ROYAUME UNI – Liff's Low bowl barrow - The face of a man who died in England around 4,500 years ago has been reconstructed, revealing a "striking" image that should help humans alive today feel a personal connection, researchers said. The man's remains were excavated in the 1930s and 1980s at Liff's Low bowl barrow, a burial mound located in Derbyshire, England. He was found buried with a type of pot called a beaker and a stone pendant that was likely worn on a necklace, the researchers said. Anthropological analysis done in the 1980s found that the man was about 5 feet, 7 inches (1.7 meters) tall and was between the ages of 25 and 30 when he died, said Claire Miles, a collections assistant at the Buxton Museum. The anthropologists at the time found that the man had a fracture in his left elbow that had "healed poorly," Miles said, noting that the cause of the man's death is unknown.
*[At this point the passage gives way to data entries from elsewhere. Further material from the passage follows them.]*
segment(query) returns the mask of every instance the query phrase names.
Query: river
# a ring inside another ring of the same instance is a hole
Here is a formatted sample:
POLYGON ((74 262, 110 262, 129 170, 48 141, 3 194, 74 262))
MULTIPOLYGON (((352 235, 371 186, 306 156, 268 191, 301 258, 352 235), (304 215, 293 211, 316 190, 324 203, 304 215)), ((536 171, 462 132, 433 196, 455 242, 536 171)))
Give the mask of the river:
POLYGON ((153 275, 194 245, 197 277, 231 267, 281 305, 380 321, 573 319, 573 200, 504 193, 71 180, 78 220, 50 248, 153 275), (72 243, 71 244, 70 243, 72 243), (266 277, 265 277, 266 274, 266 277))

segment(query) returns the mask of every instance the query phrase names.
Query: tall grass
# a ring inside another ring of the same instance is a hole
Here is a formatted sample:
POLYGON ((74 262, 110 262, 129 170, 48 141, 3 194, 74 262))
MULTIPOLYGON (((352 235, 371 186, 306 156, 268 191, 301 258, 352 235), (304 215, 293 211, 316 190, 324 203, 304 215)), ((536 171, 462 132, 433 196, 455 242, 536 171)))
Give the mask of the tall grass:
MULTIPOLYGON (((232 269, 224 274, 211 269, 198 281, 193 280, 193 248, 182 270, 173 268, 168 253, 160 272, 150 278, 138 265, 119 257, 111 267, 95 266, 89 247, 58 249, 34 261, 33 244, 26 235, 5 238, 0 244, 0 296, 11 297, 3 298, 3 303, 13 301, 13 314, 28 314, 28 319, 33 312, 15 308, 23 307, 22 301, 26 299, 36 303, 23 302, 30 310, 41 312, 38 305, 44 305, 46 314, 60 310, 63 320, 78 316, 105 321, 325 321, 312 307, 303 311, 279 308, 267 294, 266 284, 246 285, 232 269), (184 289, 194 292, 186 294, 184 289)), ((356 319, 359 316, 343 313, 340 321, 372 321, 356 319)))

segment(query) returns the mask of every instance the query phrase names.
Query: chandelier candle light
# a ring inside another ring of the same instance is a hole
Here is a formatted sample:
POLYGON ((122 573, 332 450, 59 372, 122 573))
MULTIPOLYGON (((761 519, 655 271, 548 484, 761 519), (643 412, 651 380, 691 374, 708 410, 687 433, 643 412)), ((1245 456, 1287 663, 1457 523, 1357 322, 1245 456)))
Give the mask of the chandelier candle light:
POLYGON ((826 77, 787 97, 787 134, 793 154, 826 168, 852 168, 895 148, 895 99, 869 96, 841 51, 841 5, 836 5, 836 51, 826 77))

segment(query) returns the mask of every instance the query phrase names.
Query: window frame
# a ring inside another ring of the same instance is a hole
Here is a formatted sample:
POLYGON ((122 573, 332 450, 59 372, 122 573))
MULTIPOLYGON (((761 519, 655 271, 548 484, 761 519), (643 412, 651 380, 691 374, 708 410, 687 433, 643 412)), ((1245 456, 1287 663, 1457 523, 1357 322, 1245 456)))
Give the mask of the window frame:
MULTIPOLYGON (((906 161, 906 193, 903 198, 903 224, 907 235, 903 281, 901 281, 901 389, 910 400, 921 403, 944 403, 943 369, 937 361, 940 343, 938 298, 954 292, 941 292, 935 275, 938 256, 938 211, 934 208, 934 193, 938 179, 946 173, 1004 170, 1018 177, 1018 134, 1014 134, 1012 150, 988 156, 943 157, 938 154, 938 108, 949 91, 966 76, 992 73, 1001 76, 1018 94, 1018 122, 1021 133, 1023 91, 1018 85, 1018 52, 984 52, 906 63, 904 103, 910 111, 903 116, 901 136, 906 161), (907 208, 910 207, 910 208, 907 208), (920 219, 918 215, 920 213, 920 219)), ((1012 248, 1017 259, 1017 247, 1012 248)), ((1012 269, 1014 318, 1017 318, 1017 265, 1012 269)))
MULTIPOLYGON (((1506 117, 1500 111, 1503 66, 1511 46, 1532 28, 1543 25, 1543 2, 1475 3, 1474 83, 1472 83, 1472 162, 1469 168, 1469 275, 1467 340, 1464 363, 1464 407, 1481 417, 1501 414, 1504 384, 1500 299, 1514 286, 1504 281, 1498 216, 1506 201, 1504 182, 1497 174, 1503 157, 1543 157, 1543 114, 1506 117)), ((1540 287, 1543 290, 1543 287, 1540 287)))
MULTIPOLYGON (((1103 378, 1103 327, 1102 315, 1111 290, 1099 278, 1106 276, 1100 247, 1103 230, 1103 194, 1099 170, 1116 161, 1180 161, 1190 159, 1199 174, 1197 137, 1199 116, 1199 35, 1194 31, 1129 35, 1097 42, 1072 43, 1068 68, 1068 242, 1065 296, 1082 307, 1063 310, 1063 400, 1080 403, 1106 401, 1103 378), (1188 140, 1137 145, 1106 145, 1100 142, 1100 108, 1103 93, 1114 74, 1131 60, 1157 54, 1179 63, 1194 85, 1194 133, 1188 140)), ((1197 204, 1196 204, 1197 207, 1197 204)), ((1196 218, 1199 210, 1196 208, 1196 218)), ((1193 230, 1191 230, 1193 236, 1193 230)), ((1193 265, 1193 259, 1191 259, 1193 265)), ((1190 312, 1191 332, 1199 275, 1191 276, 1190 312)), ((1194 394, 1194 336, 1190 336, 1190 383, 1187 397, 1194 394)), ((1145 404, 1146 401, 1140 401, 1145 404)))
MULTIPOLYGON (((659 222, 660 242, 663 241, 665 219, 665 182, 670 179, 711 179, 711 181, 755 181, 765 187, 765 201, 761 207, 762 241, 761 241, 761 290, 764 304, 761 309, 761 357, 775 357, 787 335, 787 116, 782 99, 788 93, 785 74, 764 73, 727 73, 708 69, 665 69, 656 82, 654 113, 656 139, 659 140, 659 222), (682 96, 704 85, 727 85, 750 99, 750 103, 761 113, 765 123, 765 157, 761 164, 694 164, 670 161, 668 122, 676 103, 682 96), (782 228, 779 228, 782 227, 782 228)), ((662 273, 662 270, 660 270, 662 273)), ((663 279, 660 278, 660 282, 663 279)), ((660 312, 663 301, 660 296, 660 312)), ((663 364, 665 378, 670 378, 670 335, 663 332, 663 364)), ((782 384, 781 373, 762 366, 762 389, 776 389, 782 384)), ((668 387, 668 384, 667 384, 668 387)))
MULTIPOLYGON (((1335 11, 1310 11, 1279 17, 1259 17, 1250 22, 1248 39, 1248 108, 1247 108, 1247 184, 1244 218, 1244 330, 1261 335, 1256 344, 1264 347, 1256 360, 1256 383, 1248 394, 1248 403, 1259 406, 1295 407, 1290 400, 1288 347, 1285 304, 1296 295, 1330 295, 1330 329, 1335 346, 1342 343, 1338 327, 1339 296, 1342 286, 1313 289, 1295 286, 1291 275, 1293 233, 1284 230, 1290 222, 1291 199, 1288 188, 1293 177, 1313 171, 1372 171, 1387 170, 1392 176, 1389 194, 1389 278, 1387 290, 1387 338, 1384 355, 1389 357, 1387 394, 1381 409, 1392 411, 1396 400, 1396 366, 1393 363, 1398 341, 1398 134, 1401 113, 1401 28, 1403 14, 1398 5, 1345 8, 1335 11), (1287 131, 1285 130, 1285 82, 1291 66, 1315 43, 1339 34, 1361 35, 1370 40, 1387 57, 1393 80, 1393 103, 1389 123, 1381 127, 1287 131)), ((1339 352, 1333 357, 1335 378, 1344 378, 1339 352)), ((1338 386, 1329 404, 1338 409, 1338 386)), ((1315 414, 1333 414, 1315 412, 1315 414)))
CHINE – Xinzhai - Carbon dating has recently confirmed the age of a 3,800-year-old red pottery bird statue, unearthed in central China's Henan Province. The statue, 16 cm long and 7 cm tall, was painted red with cinnabar, which suggests it may have been an item of worship, according to archeologists.The item was found at the ruins of the city of Xinzhai, discovered in 1979 and believed to be founded by Qi, king during the Xia Dynasty, as early as 2050 BC. Zhao Chunqing, from the Chinese Academy of Social Sciences, said the statue indicates totemistic bird worshiping in prehistoric China. A large number of pottery utensils and stone tools have been discovered in the same pit, as well as an urn decorated with a leaf design and a cone-shaped tripod with pierced decoration. According to historical documents about the Xia, believed to be China's first dynasty, Qi's son Taikang lost power and was driven out of the city by tribal leader Houyi, who was later defeated by another tribe leader Hanzhuo. Geng Guangxiang, an archeologist working on the Xinzhai project, said previous research suggested that both of these tribes worshipped bird totems, therefore the statue may have come from that period.He added that Xinzhai continued to serve as the capital during the power struggles until Qi's descendant Shaokang took control of the Dynasty.